The first hematopoietic stem cell transfer (HCT) for cerebral X-linked adrenoleukodystrophy (X-ALD) was performed in 1982, with long-term results.
Leukodystrophies are a group of diseases that result form defects in lysosomal enzymes. The lysosomes are small subcellular organelles discovered about 60 years ago by the Belgian cytologist Christian de Duve; they contain acidic hydrolases (pH ~4.5), enzymes by which lysosomes exert their function in recycling molecules from cellular debris, aged organelles, bacteria, viruses and waste compound. Deficiency of a lysosomal enzyme causes the blockage of the corresponding metabolic pathway, leading to the accumulation of its indigested substrates.
Approximately 40 known lysosomal storage disorders cumulatively affect 1 in 5,000 births. Signs and symptoms of the pathology are related to the entity of substrate accumulation and sensitivity of the cell to the abnormal storage. A general principle behind stem cell or gene therapies is that successful engraftment will provide a source of the missing enzyme for the life of a patient. HCT has been used for decades to cure or arrest several neurodegenerative lysosomal storage diseases. Despite significant progress, HCT is still associated with risks of graft failure or graft-versus-host-disease, and there is strong interest in identifying optimal treatment variables.



RESEARCH INTO PREVENTING EPILEPTOGENESIS (March-June 2013).
Epileptogenesis is the process by which a normal brain becomes epileptic. Epilepsy is a disorder of brain function expressed as the periodic and unpredictable occurrence of seizures. The term seizure denotes a fleeting change of behavior caused by the disordered, synchronous, and rhythmic firing of populations of neurons. It is currently unknown if antiseizure drugs in clinical use have any prophylactic value in preventing the development of epilepsy or epileptogenesis.
Mesial temporal lobe epilepsy (MTLE) is the most common form of partial epilepsy.

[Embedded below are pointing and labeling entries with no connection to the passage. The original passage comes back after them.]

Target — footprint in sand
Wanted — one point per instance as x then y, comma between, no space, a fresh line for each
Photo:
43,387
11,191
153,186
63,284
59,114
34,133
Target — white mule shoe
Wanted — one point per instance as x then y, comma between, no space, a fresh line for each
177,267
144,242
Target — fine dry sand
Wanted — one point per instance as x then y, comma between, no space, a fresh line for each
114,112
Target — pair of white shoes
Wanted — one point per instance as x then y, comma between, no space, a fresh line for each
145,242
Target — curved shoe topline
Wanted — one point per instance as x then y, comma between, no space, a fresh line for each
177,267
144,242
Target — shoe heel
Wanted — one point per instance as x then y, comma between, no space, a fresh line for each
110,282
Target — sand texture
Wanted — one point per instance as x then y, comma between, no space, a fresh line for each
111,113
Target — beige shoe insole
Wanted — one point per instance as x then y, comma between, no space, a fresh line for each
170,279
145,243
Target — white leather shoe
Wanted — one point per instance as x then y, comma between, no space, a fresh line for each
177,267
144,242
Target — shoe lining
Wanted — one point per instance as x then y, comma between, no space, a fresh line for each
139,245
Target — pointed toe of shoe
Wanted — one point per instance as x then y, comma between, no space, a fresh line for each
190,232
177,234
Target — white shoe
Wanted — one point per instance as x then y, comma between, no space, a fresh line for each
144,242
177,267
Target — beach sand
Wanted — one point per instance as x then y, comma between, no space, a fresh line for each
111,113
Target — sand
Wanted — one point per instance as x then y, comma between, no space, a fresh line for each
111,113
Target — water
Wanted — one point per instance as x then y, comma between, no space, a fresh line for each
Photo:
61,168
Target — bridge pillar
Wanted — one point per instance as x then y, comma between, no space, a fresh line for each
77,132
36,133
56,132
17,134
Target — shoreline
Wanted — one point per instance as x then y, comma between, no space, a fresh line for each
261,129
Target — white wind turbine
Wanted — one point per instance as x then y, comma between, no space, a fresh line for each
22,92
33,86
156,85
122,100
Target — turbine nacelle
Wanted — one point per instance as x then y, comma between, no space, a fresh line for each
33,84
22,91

Up to two-thirds of MTLE patients exhibit a history of complicated febrile seizures, preceding the emergence of MTLE. In many cases, as a consequence of these febrile seizures, the hippocampus becomes sclerotic (Ammon’s horn sclerosis), an alteration frequently associated with MTLE. It is therefore thought that some cortical electric alterations induced by fever lead, in the short term, to hippocampal sclerosis and, in the long term, to MTLE. Research into mechanism by which “seizures beget seizures” has identified some therapeutic targets that could prevent the progression to epilepsy, including the mammalian target of rapamycin (mTOR) and the brain-derived neurotrophic factor (BDNF)-TrkB signaling pathway. Some members of BM&L-International Society of Neuroscience are particularly interested in studying BDNF-TrkB pathway, which has been implicated in numerous animal studies. TrkB activation is considered pro-epileptogenic, because mice lacking of TrkB in forebrain neurons are unable to undergo epileptogenesis in the kindling model of the process.
For these reasons it is thought that selective inhibitors of TrkB may be effective anti-epileptic agents.